New York · Career guide

How to become a Elementary Teacher in New York

Elementary teachers (typically K-5 or K-6 depending on the state) deliver self-contained instruction across all core subjects. Hiring competition varies — popular metro districts can have dozens of applicants per opening, while rural and high-poverty districts often run staffing fairs to recruit. Bilingual / dual-language certification can dramatically expand opportunity.

No elementary teaching positions are open in New York right now — set up an alert and we'll notify you when new postings are scraped.

Certification path in New York

  1. Earn a bachelor's degree; master's degree required for professional certificate. Most candidates complete a teacher-preparation program either as part of their undergraduate studies or as a post-baccalaureate add-on.
  2. Pass the required exams. New York typically requires:
    • New York State Teacher Certification Examinations (NYSTCE) Academic Literacy Skills Test (ALST) — Academic literacy and reading comprehension
    • NYSTCE Content Specialty Tests (CST) — Content knowledge for your certification area
    • NYSTCE Educating All Students (EAS) — Knowledge of diverse learners and cultural responsiveness
    • edTPA — Performance assessment during student teaching

    Most states issue a generic elementary license (K-6 or K-8). Adding a content endorsement (e.g. middle-grades math) expands grade-level placement options.

  3. Apply for your initial license through New York State Education Department (NYSED). The packet typically includes official transcripts, exam scores, a background check, and (depending on the state) a recommendation from the teacher-prep program. Visit New York State Education Department (NYSED) →
  4. Job-search in New York. We'll track elementary teaching openings as districts post them; set up an alert to be notified immediately when new positions go live.
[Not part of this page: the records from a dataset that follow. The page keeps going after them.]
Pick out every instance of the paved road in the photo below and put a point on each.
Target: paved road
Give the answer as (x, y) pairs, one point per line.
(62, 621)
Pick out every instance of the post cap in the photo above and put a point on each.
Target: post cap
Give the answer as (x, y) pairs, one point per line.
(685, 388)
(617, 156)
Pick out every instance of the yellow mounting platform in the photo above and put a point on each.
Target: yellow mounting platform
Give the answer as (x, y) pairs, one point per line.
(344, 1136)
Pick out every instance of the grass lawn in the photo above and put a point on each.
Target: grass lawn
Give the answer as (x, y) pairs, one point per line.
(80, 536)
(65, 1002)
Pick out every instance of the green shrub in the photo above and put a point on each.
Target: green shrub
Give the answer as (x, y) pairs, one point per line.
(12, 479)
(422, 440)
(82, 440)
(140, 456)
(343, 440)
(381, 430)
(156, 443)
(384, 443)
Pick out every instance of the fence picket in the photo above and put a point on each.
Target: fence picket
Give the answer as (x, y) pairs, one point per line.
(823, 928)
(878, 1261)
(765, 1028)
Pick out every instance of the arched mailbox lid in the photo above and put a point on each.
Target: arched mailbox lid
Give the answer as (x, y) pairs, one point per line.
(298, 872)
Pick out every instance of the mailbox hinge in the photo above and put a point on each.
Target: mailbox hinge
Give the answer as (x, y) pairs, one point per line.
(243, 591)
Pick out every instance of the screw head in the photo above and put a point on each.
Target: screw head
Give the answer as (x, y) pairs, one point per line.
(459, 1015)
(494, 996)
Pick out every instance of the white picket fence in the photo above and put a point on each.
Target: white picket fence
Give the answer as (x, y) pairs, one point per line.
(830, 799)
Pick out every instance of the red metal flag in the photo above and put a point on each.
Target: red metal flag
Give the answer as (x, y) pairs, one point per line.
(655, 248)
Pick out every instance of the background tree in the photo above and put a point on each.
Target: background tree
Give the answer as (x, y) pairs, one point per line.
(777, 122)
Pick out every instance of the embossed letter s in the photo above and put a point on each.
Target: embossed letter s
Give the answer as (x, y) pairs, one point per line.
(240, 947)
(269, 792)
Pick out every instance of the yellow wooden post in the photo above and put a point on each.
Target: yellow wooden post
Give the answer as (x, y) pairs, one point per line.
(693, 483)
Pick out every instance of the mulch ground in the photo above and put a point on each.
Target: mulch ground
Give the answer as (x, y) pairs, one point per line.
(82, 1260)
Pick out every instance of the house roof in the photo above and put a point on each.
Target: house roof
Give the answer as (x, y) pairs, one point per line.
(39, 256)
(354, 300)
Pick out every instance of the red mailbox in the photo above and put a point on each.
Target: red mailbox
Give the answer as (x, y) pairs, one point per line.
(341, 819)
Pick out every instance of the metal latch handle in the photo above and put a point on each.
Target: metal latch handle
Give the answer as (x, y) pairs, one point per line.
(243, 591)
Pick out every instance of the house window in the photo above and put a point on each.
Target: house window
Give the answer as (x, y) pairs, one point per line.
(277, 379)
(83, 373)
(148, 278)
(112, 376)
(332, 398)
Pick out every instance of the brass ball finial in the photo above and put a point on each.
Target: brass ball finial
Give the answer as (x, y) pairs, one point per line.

Alternative pathways in New York

If you didn't follow the traditional university-route, New York offers these alternate paths that may apply to your situation:

  • NYC Teaching Fellows: Intensive summer training then classroom teaching while earning a master's
  • Teach For America (active in New York City)
  • Transitional B Certificate: Allows teaching while completing requirements
  • Career and Technical Education certification

New York salary context

Average teacher salary in New York: $87,427/year (rank #8 nationally). Entry-level pay with a bachelor's typically starts at $50,000/year.

Role-specific premiums vary by district — special education, STEM, and bilingual roles frequently command signing bonuses or stipends. See the full New York salary guide for the breakdown.